念仏による「救い」とは

 

念仏によって「たすけられる」ということは、どういうことでしょうか。思いますに、「すでにたすかっている」ということに気づくこと(自覚すること)が、「たすけられる」ということでないかと考えています。

では、「すでにたすかっている」ということの意味は、どういうことでしょうか。いつでも・どこでも・どういう状況でも、「今・ここの・私」として

しなければならないこと

できること

したいこと

があるということです。その人にだけ与えられた「現場」と、その人にしか果たせない責任と使命があるということです。その「使命」があることが救いなのです。
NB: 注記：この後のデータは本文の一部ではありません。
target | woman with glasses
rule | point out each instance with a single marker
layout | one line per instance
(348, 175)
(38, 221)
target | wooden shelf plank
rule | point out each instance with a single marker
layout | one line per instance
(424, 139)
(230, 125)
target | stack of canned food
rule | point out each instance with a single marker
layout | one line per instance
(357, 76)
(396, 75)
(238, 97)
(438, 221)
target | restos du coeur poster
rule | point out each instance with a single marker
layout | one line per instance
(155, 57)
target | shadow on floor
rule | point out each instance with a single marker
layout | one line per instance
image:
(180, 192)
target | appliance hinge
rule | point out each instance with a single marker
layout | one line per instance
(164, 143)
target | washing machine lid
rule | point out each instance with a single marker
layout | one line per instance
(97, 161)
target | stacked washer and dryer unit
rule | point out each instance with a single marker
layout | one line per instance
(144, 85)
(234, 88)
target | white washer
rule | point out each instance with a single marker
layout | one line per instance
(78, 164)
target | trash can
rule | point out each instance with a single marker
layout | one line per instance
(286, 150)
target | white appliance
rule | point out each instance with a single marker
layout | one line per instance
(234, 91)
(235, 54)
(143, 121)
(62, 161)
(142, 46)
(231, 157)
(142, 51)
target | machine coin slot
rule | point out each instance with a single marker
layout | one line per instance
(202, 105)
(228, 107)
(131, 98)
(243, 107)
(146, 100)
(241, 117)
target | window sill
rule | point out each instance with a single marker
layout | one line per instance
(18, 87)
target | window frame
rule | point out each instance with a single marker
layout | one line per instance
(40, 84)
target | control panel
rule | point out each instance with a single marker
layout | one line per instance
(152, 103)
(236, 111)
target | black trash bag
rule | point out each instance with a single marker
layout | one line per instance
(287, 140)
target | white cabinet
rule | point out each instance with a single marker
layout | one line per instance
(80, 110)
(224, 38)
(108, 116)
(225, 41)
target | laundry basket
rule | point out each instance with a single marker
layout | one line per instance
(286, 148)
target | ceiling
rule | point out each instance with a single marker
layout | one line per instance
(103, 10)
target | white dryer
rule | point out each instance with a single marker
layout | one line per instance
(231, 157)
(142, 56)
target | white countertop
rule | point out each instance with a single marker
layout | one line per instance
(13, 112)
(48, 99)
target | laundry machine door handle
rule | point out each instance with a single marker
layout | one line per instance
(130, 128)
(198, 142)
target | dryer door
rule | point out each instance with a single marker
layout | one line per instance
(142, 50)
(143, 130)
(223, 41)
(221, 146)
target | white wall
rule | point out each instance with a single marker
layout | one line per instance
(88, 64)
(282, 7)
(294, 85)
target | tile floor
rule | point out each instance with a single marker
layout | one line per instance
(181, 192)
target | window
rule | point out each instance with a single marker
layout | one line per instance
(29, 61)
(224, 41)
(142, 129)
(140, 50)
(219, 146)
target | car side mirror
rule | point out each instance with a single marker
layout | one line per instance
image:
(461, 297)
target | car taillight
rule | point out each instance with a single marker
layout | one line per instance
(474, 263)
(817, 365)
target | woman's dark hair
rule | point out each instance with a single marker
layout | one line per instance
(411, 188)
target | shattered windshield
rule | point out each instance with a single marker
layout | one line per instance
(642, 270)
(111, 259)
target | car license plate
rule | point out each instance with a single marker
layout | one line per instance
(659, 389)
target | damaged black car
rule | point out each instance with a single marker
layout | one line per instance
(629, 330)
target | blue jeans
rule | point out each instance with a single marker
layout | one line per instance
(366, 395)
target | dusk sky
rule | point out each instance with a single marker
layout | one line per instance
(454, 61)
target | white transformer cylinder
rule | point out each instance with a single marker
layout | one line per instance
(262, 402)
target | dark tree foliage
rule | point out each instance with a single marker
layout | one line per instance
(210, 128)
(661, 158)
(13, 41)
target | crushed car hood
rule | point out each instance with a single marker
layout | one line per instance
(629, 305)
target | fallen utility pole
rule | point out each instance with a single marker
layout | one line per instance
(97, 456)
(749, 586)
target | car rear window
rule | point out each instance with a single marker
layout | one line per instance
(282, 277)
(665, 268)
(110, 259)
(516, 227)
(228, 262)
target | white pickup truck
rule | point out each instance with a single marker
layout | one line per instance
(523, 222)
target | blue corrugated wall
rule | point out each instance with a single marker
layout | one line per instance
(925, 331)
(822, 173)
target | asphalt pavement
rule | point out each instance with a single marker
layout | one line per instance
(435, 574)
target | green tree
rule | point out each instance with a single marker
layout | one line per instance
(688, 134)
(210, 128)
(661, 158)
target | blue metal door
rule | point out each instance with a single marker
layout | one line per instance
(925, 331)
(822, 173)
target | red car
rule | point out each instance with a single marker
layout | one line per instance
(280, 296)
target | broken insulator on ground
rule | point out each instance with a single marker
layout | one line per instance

しかし我われは、その責任と使命が与えられている(たすけられている)にも拘らず、都合のいい現実には、向き合いますが、都合の悪い現実に対しては、拒否します。存在自体は、都合の善し悪しに関係なく出会っている現実を受け入れて生きているのですが、心が認めないのです。

 

よく考えますと、それがたとえ、どんな現実であっても、まずそれと「向き合う」ということがなければ、何も始まらないのです。向き合えば、そこから新しく始めていけるのです。「一歩」足を挙げて、立ち上がっていけるのです。(念仏の教えが開く自覚的な救い)

しかし、我われは、いつでも現実に対して、自己中心的に善し悪しを決めつけ、自分にとって、善きものは受け入れ、自分にとって悪しきものは排除する、という冷酷な生き方になっているのです。だから都合の悪い現実に出会ってしまうとそれを徹底的に排除して、生きることが始まらないのです。その「現場」を 「唯一性・一回性」の人生を本当に生きないで、傍観者―被害者的(恨みと愚痴)に生きてしまうのです。

 

実は、我われのこの生き方が、どれほどいのち(自他)に対して、暴力的であるか。日常の心、善し悪しの心は「存在への暴力」としてはたらいているのです。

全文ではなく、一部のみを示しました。